1. Dina
    January 21, 2011 @ 2:44 am

    Distance is relative indeed. It seems like the distance between me and my friends/family feels different for me and them. I left them. I know where they are, I know what they are usually doing, I can picture them, I can understand them, therefore I feel “close”. But I feel the distance is big for them (with a few exception), because they don’t really follow what I’m doing, they don’t understand reasons behind what we are doing, and so on. A few of my best friends can’t really feel me when I’m away, even though as soon as we meet in person, nothing has changed, we are right away really close again. Perspective…

    • Andrew
      January 23, 2011 @ 5:36 pm

      That is an interesting perspective Dina. That the idea of distance can be different from either side of the relationship. They all the distance to grow while you keep it close. Thanks for that perspective.

  2. Megan
    December 17, 2010 @ 4:31 pm

    Well, I think in the (ugh, I hate to say it) digital age, that distance seems like a lot smaller problem than in the past. Yeah, I’m far away from home, but it’s easier for me to stay connected, so while I”m physically far away, I can still keep track of most of the goings-on of my friends and family members.

    Yay for Sesame Street!

    • Andrew
      December 21, 2010 @ 9:11 pm

      Thanks for the yay. I realized I so could have linked in the Near Far video as I found it really easily. Oh well.
      Yes, the physical distance thing is so much easier to deal with the way the internet connects us. It just makes the emotional distance more interesting a concept.

  3. Sabina
    December 17, 2010 @ 3:00 pm

    Oh, this is true – being physically far from something gives you perspective on it. And how! I’m half a world away from home and although I’d always planned to go back, now I realize that the home I left is the most powerful home I have – really the only home. I loved it while I was there and now that I’m gone my love has increased. This amazes me. I never thought I’d feel this pull. But I feel the way I feel. I never would have appreciated the area of the world I’m from and the people who are in it if I hadn’t traveled so far away and stayed for so long. This really has given me an entirely new perspective.

    • Andrew
      December 17, 2010 @ 4:22 pm

      Wow that is an amazing story. I have always felt the pull to being away from the home I grew up in.
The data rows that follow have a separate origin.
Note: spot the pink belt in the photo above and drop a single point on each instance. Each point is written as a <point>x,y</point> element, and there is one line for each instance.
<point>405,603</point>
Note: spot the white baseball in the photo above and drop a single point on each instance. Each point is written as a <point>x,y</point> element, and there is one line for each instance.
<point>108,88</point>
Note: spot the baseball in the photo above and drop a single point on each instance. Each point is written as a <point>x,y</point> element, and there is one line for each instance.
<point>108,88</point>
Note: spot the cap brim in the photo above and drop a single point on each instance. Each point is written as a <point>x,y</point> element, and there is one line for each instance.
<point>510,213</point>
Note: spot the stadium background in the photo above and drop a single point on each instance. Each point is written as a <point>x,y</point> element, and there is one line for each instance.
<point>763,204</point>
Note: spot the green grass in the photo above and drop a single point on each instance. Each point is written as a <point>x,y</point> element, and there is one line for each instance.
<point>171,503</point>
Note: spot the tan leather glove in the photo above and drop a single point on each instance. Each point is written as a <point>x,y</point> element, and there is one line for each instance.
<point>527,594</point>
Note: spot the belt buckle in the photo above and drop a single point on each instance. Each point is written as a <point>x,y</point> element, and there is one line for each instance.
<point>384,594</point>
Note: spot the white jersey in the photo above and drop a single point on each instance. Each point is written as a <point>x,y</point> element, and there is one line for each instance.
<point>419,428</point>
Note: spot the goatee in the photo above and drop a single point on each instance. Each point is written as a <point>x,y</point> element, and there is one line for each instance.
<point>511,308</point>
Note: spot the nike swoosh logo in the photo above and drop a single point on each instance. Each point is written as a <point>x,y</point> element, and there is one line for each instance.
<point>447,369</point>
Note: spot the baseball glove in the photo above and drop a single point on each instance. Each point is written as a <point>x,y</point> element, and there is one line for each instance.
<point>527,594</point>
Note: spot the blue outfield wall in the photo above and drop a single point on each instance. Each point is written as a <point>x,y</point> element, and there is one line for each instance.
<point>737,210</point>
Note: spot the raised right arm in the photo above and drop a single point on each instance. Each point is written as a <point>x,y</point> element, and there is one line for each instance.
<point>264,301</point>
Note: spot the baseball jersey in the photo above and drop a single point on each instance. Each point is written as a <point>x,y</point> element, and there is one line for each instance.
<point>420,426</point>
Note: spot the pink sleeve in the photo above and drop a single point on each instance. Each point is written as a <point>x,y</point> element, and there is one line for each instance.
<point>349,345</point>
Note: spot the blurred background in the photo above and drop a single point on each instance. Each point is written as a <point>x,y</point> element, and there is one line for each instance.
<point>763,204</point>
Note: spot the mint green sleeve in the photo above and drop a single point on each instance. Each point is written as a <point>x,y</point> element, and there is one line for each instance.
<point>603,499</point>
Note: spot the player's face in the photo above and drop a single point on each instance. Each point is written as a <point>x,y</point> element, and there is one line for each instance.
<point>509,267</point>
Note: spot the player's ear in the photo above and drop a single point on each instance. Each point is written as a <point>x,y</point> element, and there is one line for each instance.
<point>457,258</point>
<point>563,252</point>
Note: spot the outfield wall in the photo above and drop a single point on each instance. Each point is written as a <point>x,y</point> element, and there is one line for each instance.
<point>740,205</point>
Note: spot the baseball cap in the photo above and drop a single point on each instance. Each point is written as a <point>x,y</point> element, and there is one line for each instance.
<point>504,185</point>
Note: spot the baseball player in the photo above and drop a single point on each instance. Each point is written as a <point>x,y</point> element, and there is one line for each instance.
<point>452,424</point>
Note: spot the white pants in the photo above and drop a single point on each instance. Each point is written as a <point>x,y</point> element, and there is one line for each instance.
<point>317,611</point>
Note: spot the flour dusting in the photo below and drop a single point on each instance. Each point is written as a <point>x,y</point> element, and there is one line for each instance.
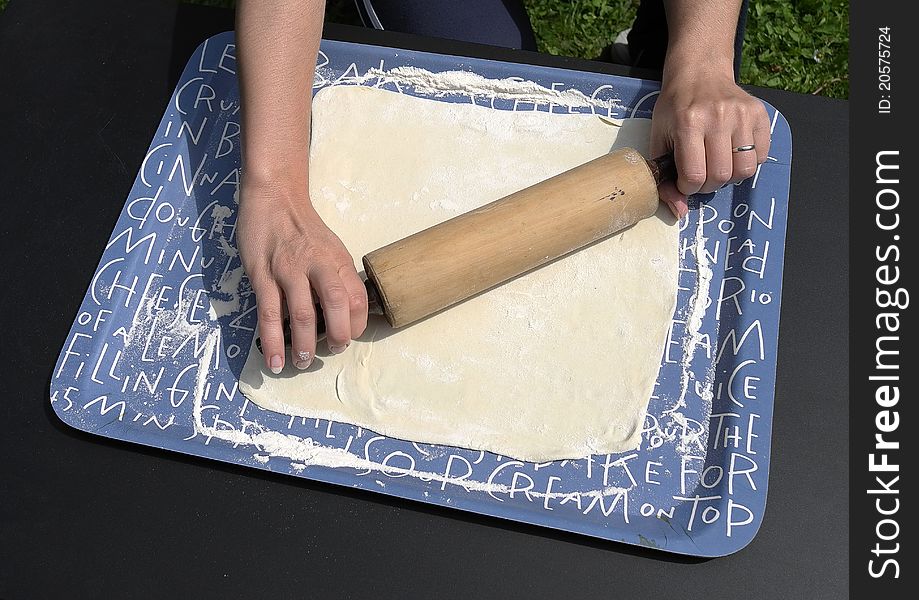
<point>475,85</point>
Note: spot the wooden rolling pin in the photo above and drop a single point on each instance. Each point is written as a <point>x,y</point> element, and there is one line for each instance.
<point>428,271</point>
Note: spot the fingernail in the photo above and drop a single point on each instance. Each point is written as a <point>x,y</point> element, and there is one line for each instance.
<point>304,359</point>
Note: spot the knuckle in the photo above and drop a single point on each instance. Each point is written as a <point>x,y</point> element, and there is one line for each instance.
<point>694,178</point>
<point>270,316</point>
<point>303,316</point>
<point>721,176</point>
<point>745,171</point>
<point>335,297</point>
<point>358,302</point>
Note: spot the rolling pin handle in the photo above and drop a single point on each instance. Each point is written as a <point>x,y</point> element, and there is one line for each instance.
<point>663,168</point>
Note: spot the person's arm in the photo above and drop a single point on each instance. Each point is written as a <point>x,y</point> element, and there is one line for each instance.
<point>702,115</point>
<point>288,252</point>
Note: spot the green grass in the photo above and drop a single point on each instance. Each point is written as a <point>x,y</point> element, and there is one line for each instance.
<point>796,45</point>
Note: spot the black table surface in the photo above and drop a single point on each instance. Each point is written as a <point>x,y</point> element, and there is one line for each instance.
<point>83,86</point>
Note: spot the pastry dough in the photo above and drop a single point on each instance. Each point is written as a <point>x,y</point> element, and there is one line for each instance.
<point>558,363</point>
Now I feel the pull to stay where I am. Not as strongly as what you talk about, but I get the sensation.
      Yay, for new perspectives. Especially when they give you the ability to be happier.

  4. Jen
    December 16, 2010 @ 4:01 pm

    Great post! I know I have had so many life-changing moments while traveling, when I am completely out of my normal environment and have distance on my daily life. It’s like a rebooting of the system.

    • Andrew
      December 17, 2010 @ 4:17 pm

      Yup.. Ctrl alt travel. 🙂

  5. Jeremy Branham
    December 16, 2010 @ 8:37 am

    I appreciate this thought provoking post. I have a greater appreciation of most of my travel experiences long after I left a place. Sometimes, I take what I have right in front of me for granted. The idea of distance is something we all wrestle with. It’s why we have music like “Don’t Know What You Got Til It’s Gone” (my all time favorite song by one of my favorite bands – Cinderella).

    Honestly, it absolutely kills me if I can’t see my family every day. The closeness we have means that much to me. Meanwhile, I am somewhat disconnected emotionally from the family that raised me. Yes, I talk to them every week but physical distance has nothing to do with it. What’s important is that no matter our distance, we see clearly, with the right perspective, how much the people in our lives matter.

    • Andrew
      December 17, 2010 @ 4:17 pm

      A touching comment, thanks Jeremy.
      That idea of being too close to something to see the full picture is one thing, but that being too close obscures details too and makes you take things for granted is another. I don’t even think holding a middle ground helps. Got to look at things from multiple perspectives.
      I would love to see my best friends and girlfriend everyday. I used to almost do that in high school, but now not so much. It will change though. Physical distance doesn’t affect that emotional connection. For good or bad.

  6. Ali
    December 16, 2010 @ 3:57 am

    I love your deep thoughts posts. My closest friends all live at least 2000 miles away, and as hard as it is sometimes that they live so far away, they’re still extremely important to me. Not being able to see the people you love every day is rough, the distance is tricky, but sometimes it’s really worth it.

    • Andrew
      December 17, 2010 @ 4:13 pm

      Thanks for the comment. Good to know that my philosophical mutterings help.